Categorie: arteatro

TEATRO

di - 30 Ottobre 2017
Fabio Cherstich, 1984, è alla quarta regia prodotta dal Teatro Franco Parenti. Diplomato alla Paolo Grassi di Milano, è regista e scenografo di prosa e opera. Il suo progetto Operacamion, format per il teatro musicale “on the road” prodotto dal Teatro Massimo di Palermo e dal Teatro dell’opera di Roma, è stato definito dal New York Times come uno dei progetti di teatro musicale più’ interessanti degli ultimi anni, in cui “La sperimentazione sui linguaggi contemporanei riesce a far tornare l’Opera alle sue radici”.
Niente esula dall’opera panica.
Amore, guerra, libertà, politica, competizione. Ci accolgono un uomo e una donna in rosso. Lui suona un piano in miniatura, lei è pronta a sparare, tensione di emozioni in relazione, esubero di emozioni in contraddizione.
Questo è un viaggio per stanze, un viaggio per stereotipi: il posto alieno, la donna ideale, gli ottimisti, gli idioti, gli scontenti, gli instabili, i social esaspera(n)ti.
Allacciate le cinture signori spettatori, il viaggio è dentro di voi.
Ci specchiamo nei quattro attori e ci fanno morir dal ridere, ci specchiamo e ci fanno morir dal piangere, mentre i cantanti intonano canzoni che ricordano le poesie di Prevert e intensamente spiazzano.

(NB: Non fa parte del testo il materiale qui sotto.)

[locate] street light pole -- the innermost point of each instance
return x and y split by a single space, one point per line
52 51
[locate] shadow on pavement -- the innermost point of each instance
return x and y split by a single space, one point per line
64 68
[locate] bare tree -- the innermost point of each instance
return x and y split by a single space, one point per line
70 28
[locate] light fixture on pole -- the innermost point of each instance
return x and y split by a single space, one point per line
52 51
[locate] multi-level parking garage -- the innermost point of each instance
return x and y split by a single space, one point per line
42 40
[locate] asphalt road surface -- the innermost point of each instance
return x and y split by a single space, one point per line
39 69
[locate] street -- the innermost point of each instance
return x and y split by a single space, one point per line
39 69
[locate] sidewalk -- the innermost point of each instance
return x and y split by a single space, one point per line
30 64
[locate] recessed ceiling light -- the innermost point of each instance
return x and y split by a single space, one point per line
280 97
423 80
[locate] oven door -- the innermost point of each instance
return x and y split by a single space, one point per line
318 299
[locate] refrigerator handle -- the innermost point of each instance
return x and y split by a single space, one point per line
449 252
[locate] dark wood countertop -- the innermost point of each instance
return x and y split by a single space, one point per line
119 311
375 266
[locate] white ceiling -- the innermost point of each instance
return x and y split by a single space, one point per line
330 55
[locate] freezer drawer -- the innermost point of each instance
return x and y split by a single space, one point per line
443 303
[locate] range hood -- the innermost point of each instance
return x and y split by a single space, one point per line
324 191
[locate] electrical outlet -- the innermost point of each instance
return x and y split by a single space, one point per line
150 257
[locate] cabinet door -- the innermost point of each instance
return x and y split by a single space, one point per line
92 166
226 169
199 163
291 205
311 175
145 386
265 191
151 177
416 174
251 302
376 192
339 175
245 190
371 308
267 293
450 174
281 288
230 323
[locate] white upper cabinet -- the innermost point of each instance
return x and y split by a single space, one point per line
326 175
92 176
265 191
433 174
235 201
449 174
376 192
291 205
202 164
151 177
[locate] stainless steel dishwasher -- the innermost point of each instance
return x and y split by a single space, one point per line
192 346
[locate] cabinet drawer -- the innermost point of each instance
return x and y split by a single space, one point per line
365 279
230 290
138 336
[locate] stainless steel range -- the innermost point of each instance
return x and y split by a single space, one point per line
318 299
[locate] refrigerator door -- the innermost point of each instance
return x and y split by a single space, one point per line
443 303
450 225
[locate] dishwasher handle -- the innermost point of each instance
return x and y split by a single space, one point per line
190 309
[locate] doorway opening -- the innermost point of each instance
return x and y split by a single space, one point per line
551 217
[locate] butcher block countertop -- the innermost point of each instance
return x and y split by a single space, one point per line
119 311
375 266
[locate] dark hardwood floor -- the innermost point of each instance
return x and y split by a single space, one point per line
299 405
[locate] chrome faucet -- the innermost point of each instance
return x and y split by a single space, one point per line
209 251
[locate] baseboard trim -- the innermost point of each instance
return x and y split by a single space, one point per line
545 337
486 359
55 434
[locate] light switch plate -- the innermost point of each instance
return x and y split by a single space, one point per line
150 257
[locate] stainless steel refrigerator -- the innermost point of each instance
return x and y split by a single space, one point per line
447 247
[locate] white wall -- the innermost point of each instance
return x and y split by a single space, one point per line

Amleto, il comunismo, gli archetipi junghiani, non si salva nessuno. Si salvi chi può. Questo spettacolo è un sogno, questo spettacolo è un lucido incubo a occhi aperti, dipende da come stai mentre lo guardi. Tocca tutte le corde, non lascia nulla di intatto, la mimica di attori giovani e sapienti ci trascina sulle montagne russe di una tragicommedia, la sapienza di un regista giovane e poliedrico regola alla perfezione testo ed emozione.
Tutto esaurito.
Marcella Vanzo
OPERA PANICA – Cabaret tragico di Alejandro Jodorowsky
regia e spazio scenico Fabio Cherstich
con Valentina Picello, Loris Fabiani, Matthieu Pastore, Francesco Sferrazza Papa
e con i DUPERDU, produzione Teatro Franco Parenti.